Peter solved the problem by bro-hugging him, one arm over his shoulder, the other around his lower back. They kept their faces to the sides, so there was no chance of cheeks touching. Peter thumped him on the back for good measure. “It’s really great to see you,” Peter said.
“You, too. I saw you with Katelyn. You’ve already got a fan.”
“She used to be barista at the coffee shop on Court Street,” Peter said. “I’ve known her since I moved to town.”
Jonny was surprised again at how many connections they had. Peter knew a couple of the other ski instructors by sight, and one of the clerks had worked at the rescue center for a while. They spent the evening almost magnetically joined, even if they were having conversations with other people. Jonny was viscerally aware of Peter, and felt a deep longing to be in the handsome EMT’s arms once more.
They were both good, though. When they left the party, they hugged again, and Peter said, “You want to go for a hike some time?”
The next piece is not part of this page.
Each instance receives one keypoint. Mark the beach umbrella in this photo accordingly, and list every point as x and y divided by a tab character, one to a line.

“Sure. When are you free?”
“Tomorrow afternoon?”
Jonny hesitated. Were they diving in too fast again?
“Just a hike,” Peter said, as if he was reading Jonny’s mind. “We’re going to take this slow, right?”
“Right.” They made plans to meet at a trailhead outside Middlebury the next afternoon, and then Jonny walked back to his car. With each step, he wanted to stop, turn, call back to Peter like Lot’s wife leaving Sodom.
But he wasn’t going to turn into a pillar of salt, or a pillar of need. He would take things slowly.